Marguerite Yourcenar vivait les yeux ouverts
Les yeux ouverts , entretiens de Marguerite Yourcenar avec Matthieu Galey
J’ai relu cette semaine Les yeux ouverts. J’ai été à nouveau saisie par l’intelligence des propos de Marguerite Yourcenar et leur actualité, brûlante aujourd’hui. Ce livre a été édité en 1980. Et pourtant :
ECOLOGIE ET BARBARIE
« Je me dis souvent que si nous n’avions pas accepté, depuis des générations , de voir étouffer les animaux dans des wagons à bestiaux, ou s’y briser les pattes comme il arrive à tant de vaches ou de chevaux, envoyés à l’abattoir dans des conditions absolument inhumaines, personne, pas même les soldats chargés de les convoyer, n’aurait supporté les wagons plombés des années 1940-1945. Si nous étions capables d’entendre le hurlement des bêtes prises à la trappe (toujours pour leur fourrure) et se rongeant les pattes pour essayer d’échapper, nous ferions sans doute plus attention à l’immense et dérisoire détresse des prisonniers de droits communs -dérisoire parce qu’elle va à l’encontre du but, qui serait de les améliorer, de les rééduquer, de faire d’eux des êtres humains. Et sous les splendides couleurs de l’automne, quand je vois sortir de sa voiture, à la lisière d’un bois pour s’épargner la peine de archer, un individu chaudement enveloppé dans un vêtement imperméable, avec une « pint » de whisky dans la poche du pantalon et une carabine à lunette pour mieux épier les animaux dont il rapportera le soir la dépouille à sanglante, attachée sur son capot, je me dis que ce brave homme, peut-être bon mari, bon père ou bon fils, se prépare sans le savoir aux « Mylaï » de l’avenir. En tout cas, ce n’est plus un homo sapiens. »

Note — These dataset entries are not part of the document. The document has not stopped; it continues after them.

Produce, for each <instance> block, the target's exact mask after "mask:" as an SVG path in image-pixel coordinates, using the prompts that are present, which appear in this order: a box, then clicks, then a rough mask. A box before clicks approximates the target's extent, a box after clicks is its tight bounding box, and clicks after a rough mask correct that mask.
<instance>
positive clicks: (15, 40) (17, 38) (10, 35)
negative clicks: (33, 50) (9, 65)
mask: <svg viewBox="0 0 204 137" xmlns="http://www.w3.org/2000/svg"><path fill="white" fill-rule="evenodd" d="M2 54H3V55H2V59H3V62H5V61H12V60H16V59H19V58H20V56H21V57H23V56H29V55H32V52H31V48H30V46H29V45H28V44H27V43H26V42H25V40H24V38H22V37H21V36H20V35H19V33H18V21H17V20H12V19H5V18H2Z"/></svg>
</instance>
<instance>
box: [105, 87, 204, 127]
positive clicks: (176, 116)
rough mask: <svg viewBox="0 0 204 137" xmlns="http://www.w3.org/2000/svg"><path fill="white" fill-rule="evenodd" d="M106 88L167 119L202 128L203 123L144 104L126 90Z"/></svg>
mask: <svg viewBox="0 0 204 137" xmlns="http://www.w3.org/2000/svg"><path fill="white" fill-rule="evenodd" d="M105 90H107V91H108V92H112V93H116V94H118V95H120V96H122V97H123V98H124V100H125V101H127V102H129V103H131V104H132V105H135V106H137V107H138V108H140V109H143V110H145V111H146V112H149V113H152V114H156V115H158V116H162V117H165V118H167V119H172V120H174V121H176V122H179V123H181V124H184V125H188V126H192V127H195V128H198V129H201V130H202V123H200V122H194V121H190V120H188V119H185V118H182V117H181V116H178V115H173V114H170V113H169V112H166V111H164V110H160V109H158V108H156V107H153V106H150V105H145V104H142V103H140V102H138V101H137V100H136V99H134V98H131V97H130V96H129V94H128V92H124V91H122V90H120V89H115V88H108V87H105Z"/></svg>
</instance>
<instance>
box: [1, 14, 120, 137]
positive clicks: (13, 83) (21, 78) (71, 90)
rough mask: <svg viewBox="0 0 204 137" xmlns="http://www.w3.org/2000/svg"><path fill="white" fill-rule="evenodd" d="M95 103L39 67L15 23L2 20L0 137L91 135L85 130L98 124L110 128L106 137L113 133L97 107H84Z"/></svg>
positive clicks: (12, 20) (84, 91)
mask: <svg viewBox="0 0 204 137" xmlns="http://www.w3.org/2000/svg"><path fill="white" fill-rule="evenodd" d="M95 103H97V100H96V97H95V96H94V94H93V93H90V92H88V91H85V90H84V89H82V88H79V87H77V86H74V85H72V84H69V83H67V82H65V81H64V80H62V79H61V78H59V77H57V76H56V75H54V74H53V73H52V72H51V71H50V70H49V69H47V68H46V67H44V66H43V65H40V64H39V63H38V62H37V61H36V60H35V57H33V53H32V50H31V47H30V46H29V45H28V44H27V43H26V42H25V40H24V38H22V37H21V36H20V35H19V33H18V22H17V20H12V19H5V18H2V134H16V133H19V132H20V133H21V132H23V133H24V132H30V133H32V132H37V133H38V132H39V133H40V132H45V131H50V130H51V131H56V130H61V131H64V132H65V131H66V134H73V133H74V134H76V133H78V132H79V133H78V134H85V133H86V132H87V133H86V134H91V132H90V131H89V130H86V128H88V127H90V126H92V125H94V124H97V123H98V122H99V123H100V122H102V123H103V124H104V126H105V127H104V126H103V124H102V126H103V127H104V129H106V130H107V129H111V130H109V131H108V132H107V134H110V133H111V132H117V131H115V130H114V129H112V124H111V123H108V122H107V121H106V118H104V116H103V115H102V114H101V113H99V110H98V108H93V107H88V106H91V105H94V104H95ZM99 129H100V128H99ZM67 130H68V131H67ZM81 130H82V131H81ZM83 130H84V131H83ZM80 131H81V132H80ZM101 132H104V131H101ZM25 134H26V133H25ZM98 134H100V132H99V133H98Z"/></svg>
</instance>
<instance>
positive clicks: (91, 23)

« Le Mylaï est un village vietnamien dont la population fut massacrée par un détachement américain, nouvelle qui éclata à retardement et fit quelque temps scandale », précise le livre, en bas de page. L’écrivain dit dans ce livre qu’elle est presque entièrement végétarienne. Elle ne se paye de mots : elle acte.
Voilà, le ton est donné ! Avec Marguerite Yourcenar, pas de faux-col, pas d’hypocrisie, du réel, du concret, du palpable. Durant ces entretiens avec Matthieu Galey, alors critique littéraire et chroniqueur à L’Express, elle parle d’écologie, d’humanisme, de politique, d’éducation, de spiritualité, d’elle -le moins possible-, et bien entendu de littérature mais plus encore : d‘écriture.
Les écrivains s’expriment peu sur ce que j’appelle « la tambouille littéraire ». C’est avec plaisir qu’elle évoque les techniques, les incessants allers et retours de son intelligence d’écrivain et de sa mémoire auprès de ses personnages, et comment ils grandissent en elle jusqu’à devenir suffisamment présents, « vrais » pour être enfin écrits. Il est palpable, quand on lit ce livre, que pour Marguerite Yourcenar son Zénon, son Adrien sont réels, aussi réels qu’elle. Ses personnages semblent l’avoir accompagnée partout dans ses périples autour du monde. Elle visualise parfaitement ses personnages, s’imprègne de l’atmosphère des lieux où ils ont vécus en les visitant, se documente…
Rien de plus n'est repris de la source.